Replying to MPs’ urgent questions, Mr Hands revealed that, as he addressed the Commons, the DNO’s boss Phil Jones was on a call with Prime Minister Johnson and energy secretary Kwasi Kwarteng.   Ministers’ dissatisfaction was being urgently and ‘strongly brought home’ to the operator, Hands said.

The minister said that of the thousands of English, Scots and Welsh homes robbed of supply by Arwen, 99.8% had been reconnected by this morning.  Around 1,600 accounts had still to be re-connected, located mainly in the Wear Valley, surrounding the community of Eastgate.

“For this number of homes to be without supply so long after the initial disruption is completely unacceptable”, Mr Hands told MPs.

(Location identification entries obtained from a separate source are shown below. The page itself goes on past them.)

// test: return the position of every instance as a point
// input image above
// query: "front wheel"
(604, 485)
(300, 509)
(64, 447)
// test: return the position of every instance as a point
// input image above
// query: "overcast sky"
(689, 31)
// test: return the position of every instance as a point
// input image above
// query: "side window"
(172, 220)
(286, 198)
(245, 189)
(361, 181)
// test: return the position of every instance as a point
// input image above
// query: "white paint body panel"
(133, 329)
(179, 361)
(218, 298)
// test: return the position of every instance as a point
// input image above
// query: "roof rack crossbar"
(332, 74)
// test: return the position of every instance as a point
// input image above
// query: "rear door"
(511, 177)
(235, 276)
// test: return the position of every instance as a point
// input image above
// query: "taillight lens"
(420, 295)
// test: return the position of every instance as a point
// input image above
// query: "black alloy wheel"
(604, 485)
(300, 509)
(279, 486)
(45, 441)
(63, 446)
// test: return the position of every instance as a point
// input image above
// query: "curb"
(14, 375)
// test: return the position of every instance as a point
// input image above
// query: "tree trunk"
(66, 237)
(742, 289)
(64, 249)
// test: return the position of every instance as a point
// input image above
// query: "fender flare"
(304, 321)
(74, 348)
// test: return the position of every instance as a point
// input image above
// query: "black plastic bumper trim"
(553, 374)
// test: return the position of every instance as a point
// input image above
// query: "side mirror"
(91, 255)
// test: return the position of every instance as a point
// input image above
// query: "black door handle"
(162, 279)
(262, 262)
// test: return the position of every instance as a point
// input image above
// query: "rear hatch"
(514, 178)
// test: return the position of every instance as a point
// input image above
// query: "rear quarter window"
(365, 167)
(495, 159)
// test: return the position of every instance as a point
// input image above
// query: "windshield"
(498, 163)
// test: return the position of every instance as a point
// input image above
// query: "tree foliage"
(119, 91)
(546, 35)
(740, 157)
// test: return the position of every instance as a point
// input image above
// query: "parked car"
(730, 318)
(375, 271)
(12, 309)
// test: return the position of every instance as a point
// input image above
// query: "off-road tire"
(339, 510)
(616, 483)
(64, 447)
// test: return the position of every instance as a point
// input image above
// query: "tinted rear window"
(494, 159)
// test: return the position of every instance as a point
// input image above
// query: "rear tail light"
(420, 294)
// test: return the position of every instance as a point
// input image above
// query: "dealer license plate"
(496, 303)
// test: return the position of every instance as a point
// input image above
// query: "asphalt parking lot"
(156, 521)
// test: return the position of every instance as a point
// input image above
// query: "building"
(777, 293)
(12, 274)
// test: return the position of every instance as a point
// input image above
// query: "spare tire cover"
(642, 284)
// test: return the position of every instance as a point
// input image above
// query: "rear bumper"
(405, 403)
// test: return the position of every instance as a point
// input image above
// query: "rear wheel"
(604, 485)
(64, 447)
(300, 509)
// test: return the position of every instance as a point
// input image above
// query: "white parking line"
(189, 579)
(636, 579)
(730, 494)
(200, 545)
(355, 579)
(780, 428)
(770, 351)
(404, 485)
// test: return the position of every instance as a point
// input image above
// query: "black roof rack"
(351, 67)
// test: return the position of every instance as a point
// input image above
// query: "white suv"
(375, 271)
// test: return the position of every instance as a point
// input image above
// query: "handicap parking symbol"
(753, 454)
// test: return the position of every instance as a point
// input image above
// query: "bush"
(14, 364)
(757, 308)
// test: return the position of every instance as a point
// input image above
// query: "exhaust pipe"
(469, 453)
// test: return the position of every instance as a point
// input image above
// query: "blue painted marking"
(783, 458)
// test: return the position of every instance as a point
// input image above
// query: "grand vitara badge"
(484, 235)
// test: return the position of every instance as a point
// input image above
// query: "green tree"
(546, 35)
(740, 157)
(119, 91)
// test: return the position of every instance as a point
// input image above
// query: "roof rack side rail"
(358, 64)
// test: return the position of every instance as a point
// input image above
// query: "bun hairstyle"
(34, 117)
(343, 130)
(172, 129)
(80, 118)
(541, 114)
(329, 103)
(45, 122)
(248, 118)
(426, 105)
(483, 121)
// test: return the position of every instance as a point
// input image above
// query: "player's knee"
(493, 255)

The minister said on two occasions last week he had toured call centres and re-connection operations undertaken in Aberdeenshire and County Durham. He paid tribute to engineers on the ground and call centre staff.

MPs on both sides of the house laid into Northern Powergrid’s tardy response.  North Durham’s Kevan Jones lambasted the DNO for its poor information-sharing with local government, under established rules to alert the north-east’s Local Resilience Forum.

The DNO had declared its own internal emergency on the Friday that Arwen struck, said the MP, but failed to share its decision or necessary updates with the local resilience forum until chased on the following Wednesday by an alert county officer.  Information even now, ten days on, was appalling and had made things worse, said Mr Jones.

Bishop Auckland’s Deehanna Davison echoed her Conservative colleague Richard Holden’s criticism of the DNO, including over what she called ‘Northern Powergrid’s five wasted days’.  She asked what provisions were being made for the region’s ageing equipment in advance of Tuesday’s forecast arrival of Storm Barra.

Shadow business secretary Ed Milliband questioned why it had taken a week for the army to be called in, and why COBRA had not been convened after ten days.  He quoted an unnamed Conservative councillor in Durham who had complained that a similar outage in the south would have had ‘everything thrown at it’.

He brandished reports prepared in 2013 after Storm Desmond cut supplies to 16,000 homes for forty-eight hours, which also highlighted poor communications, companies’ indifference and faltering equipment.  “Significant improvements” had been promised then but had failed to materialise, said the Labour front-bencher.

Milliband called for an independent enquiry into the nation’s response to Storm Arwen, and not, in his words, a cosy investigation led by D-BEIS and Ofgem.

The minister defended his and his boss’ responses, and highlighted the exceptional circumstances of Storm Arwen.  Storm force winds blowing in from the north-east, not the prevailing south-west, had been at their strongest for 35 years, he said.

Hands denied that DNOs had been preferring to pay dividends to shareholders over networking strengthening.  Operators had invested over £6 Billion in eight years on infrastructure, he said.

Improved resilience of regional grids was a key objective of the government’s current consultation on future system operation, the minister said.